33% of slow path edits – changed definitionSince slow path edits are 10% of all edits, this bucket accounts for 3.3% of all edits.

At this point, the only definitions that are not handled incrementally are class and module definitions.

This bucket is the trickiest, as some of the approaches we described for deleting everything break down with classes. We still have a few ideas, but this is the biggest unknown.

28% of slow path edits – new file
This bucket represents any time Sorbet sees an edit that creates a file.

In practice, handling new empty files is not hard, but the first thing someone does in a new file is define a class or a module. So while fixing this bucket is easy, it’s blocked on “changed definition” above, to the point where it’s almost better to lump these buckets together and say that “changed definition” is the cause of 61% of slow path edits.

13% of slow path edits – too many extra files
This bucket represents when a small number of files were edited and Sorbet could have processed the edit incrementally, but it would have involved type checking hundreds or thousands of files that didn’t change. Sorbet’s incremental mode is currently single threaded and can’t be interrupted, so naively attempting to handle these edits incrementally would have the effect of locking the user out for a long time.
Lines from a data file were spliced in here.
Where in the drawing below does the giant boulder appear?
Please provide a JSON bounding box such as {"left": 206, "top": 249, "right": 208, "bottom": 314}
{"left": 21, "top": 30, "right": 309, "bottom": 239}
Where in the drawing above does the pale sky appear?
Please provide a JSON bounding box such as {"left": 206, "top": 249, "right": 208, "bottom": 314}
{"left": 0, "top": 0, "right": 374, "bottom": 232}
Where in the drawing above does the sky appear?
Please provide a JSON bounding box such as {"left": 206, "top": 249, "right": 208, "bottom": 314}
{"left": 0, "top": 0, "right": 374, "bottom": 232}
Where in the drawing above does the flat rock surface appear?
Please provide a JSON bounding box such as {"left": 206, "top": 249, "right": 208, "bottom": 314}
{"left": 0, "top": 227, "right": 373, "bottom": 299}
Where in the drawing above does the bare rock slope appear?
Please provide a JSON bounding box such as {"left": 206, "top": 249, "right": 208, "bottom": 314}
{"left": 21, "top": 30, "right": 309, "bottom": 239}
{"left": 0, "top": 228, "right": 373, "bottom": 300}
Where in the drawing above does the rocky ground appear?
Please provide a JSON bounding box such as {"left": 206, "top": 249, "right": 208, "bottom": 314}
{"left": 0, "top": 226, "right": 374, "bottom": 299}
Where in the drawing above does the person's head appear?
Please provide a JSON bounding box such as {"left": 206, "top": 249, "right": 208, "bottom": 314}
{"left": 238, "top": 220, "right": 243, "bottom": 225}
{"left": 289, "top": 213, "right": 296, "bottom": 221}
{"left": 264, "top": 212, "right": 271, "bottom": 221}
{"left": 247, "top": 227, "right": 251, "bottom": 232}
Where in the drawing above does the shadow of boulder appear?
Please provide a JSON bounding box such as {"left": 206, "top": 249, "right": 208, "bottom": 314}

Fixing this bucket should be as simple as taking all the fancy things we do to handle large slow path edits in parallel and making them work for incremental edits too.

10% of slow path edits – too many files
This bucket represents when the number of changed files was large. Historically, since it was so rare for large edits to be handled incrementally, we short circuited as a performance optimization.

There’s no technical limitation why we can’t treat these edits like other edits (except for maybe ironing out some kinks).

9% of slow path edits – package fileNot much has been written about how these files work, but it’s all built into Sorbet and open source. If you’re curious, you can dig into the test suite and see them in action.

__package.rb files are special Ruby files used in Stripe’s codebase to enforce public/private boundaries owned by different teams. This bucket represents any change in one of these files.

Handling these files shouldn’t be much harder than how handling method public/private visibility incrementally works today.

7% of slow path edits – syntax error
This bucket represents when Sorbet parsed a Ruby file, encountered a syntax error, and failed to recover, producing an empty parse tree.

First, bear in mind that this is the smallest bucket, accounting for only 0.7% of all edits! Arguably Sorbet is already quite good at recovering from syntax errors.

But second, if Sorbet could handle changes to class or module definitions incrementally, then “failing to parse a file” looks the same as “deleting every definition in the file.” So really, we might want to bucket this in with “changed definition.”

That brings our final score to:

Of these buckets, “changed definition” is the hardest, so it might be smarter to knock out the other three three first, and then circle back. Once we’ve solved all of these buckets, Sorbet will never fail to process an edit incrementally.

We haven’t won yet, but we’re getting close!